La Guardia Civil está llevando a cabo una investigación en la localidad abulense de El Tiemblo, donde dos individuos han sido identificados como presuntos responsables de un delito de abandono y maltrato animal en una explotación de ganado caprino. Esta acción se inició tras la alerta de una asociación de protección animal de Madrid, que, ante la proximidad del devastador incendio de Burgohondo, intentaron rescatar a los animales atrapados en la finca. A su llegada, los activistas encontraron una escena desoladora, con numerosos ejemplares muertos y otros en condiciones precarias, lo que motivó la denuncia formal ante las autoridades locales.

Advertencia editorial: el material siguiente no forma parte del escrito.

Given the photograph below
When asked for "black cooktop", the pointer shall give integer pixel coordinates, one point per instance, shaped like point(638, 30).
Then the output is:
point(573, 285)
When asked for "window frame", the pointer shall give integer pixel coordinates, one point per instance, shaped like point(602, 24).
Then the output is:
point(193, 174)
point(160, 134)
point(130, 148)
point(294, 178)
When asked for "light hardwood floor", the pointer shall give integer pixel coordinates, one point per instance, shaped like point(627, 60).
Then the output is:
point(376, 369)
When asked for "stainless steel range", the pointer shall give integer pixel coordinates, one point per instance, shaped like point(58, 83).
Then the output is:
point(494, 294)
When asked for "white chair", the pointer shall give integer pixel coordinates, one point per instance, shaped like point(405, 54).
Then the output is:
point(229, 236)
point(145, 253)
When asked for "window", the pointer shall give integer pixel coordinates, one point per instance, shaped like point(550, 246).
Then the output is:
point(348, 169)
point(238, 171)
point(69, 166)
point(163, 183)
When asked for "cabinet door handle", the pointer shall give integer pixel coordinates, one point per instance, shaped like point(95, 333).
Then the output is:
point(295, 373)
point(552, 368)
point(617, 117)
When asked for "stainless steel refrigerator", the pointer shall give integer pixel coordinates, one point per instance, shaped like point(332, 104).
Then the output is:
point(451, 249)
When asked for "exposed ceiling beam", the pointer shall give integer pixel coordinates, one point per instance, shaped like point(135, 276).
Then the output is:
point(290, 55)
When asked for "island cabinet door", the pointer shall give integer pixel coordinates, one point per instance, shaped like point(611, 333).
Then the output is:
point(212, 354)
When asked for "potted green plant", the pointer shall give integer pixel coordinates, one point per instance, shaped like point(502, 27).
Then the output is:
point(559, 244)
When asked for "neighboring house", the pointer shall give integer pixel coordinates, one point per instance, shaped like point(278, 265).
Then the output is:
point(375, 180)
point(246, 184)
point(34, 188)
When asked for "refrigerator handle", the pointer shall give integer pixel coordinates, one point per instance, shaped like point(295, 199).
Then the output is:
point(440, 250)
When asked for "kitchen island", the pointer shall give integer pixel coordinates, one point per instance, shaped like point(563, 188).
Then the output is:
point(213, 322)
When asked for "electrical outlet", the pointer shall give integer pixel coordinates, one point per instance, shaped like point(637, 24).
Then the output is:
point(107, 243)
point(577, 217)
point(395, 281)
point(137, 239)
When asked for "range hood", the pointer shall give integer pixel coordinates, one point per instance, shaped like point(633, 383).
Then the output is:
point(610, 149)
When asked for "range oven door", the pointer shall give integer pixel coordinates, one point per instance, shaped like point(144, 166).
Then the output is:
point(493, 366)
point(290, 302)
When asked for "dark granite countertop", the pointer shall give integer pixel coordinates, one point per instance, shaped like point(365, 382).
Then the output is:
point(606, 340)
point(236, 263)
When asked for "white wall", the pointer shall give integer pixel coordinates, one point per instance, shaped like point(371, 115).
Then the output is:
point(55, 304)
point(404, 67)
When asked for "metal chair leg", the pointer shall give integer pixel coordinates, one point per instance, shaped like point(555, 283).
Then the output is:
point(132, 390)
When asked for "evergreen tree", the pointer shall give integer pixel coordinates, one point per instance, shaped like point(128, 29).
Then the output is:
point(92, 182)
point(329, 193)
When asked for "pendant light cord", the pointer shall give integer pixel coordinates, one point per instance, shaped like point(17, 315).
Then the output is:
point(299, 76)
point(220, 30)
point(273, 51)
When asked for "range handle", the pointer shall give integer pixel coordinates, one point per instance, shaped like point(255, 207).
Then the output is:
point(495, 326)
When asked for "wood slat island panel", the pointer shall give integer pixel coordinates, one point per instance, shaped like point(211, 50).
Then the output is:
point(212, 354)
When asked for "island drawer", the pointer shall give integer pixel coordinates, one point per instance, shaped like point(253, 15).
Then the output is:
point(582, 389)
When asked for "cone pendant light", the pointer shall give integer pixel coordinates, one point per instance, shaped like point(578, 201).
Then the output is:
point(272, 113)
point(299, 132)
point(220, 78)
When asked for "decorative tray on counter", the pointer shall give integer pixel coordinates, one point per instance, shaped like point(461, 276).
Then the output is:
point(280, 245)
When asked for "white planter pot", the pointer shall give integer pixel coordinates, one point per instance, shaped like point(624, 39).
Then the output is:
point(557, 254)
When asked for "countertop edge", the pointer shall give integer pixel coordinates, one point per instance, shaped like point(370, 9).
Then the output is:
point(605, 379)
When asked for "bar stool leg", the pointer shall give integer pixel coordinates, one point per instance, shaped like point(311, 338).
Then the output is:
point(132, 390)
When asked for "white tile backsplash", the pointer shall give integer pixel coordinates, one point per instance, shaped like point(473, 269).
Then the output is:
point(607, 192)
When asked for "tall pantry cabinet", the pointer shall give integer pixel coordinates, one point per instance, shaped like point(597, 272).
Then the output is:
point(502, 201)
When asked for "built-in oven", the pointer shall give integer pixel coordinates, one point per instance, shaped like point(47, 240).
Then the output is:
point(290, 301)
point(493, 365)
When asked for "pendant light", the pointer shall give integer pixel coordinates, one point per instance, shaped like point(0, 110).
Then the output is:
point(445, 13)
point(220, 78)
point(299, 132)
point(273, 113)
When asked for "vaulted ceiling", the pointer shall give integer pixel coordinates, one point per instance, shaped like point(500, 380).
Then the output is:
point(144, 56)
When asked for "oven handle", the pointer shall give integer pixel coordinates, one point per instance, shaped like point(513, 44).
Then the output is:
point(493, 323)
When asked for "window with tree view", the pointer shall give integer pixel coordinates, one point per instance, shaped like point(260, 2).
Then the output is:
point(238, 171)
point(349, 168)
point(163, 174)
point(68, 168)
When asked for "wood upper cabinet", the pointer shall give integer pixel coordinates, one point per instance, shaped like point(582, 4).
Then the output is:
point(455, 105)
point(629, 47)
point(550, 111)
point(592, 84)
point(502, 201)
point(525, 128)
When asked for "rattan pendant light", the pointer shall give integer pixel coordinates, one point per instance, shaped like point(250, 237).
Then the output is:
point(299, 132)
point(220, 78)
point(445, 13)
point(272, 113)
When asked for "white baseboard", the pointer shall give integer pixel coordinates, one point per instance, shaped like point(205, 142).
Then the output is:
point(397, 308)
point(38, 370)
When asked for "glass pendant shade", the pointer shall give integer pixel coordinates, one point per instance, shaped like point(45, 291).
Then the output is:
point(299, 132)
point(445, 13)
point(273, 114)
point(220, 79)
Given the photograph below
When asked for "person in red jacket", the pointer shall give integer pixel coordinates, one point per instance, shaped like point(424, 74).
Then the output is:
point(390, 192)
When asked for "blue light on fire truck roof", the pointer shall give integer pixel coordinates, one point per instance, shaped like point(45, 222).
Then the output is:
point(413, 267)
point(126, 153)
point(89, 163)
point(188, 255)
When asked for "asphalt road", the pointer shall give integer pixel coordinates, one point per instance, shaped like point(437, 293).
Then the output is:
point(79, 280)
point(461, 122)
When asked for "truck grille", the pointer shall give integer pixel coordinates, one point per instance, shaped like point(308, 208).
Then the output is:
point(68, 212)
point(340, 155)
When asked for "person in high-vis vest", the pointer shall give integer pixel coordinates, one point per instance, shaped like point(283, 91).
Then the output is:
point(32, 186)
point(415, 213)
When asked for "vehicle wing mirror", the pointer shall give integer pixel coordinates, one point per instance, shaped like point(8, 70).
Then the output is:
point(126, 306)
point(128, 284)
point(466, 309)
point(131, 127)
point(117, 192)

La situación se agrava con el inminente peligro que representaba el incendio forestal, el cual se considera el más devastador en la historia de España y que se propagó desde Burgohondo a diversas localidades, incluyendo El Tiemblo. Durante la inspección realizada por la Patrulla de Protección a la Naturaleza de la Guardia Civil en Cebreros, se observaron serias irregularidades en el cuidado de los animales. Los expertos pudieron verificar que los caprinos no contaban con acceso adecuado a alimentación y agua, indispensables para sus necesidades vitales. Esto plantea un serio riesgo no solo para el bienestar de los animales, sino también para la salubridad del área afectada.
La denuncia por parte de los activistas se hizo eco en las instancias adecuadas y fue transmitida a la Policía Local de El Tiemblo, quienes rápidamente informaron a la Guardia Civil para que adoptase las medidas oportunas. Alrededor de siete días después del inicio del fuego, los agentes fueron capaces de acceder a la finca en presencia de los propietarios, momento en el cual se confirmaron las malas prácticas en la gestión de la explotación ganadera. Esta acción, que se enmarca dentro de la respuesta a la emergencia ambiental provocada por el incendio, ha puesto al descubierto las condiciones de abandono a las que estaban expuestos los animales.
Los veterinarios de la Junta de Castilla y León fueron convocados para colaborar en la inspección de la explotación ganadera y a su llegada corroboraron la existencia de un estado crítico en el bienestar de los animales. Las evaluaciones preliminares sugirieron que algunos de los caprinos podían haber estado en estado de inanición durante un prolongado periodo, basándose en la falta de alimento y agua adecuada. Este informe preliminar enfatiza la necesidad de denunciar prácticas que no solo afectan a los animales, sino que también pueden poner en peligro la salud pública.
La Guardia Civil continúa con la investigación y la recopilación de pruebas, que incluyen los informes veterinarios que determinarán las causas de los fallecimientos de los animales en la finca. La situación despertó la preocupación no solo a nivel local, sino también en asociaciones de protección animal de todo el país, que han demandado una mayor concienciación acerca de los derechos de los animales y de la necesidad de garantizar su bienestar. Mientras tanto, el incendio de Burgohondo ha dejado una huella devastadora en el medio ambiente y ha puesto a la sociedad en la reflexión sobre la importancia de gestionar de manera responsable nuestras explotaciones ganaderas.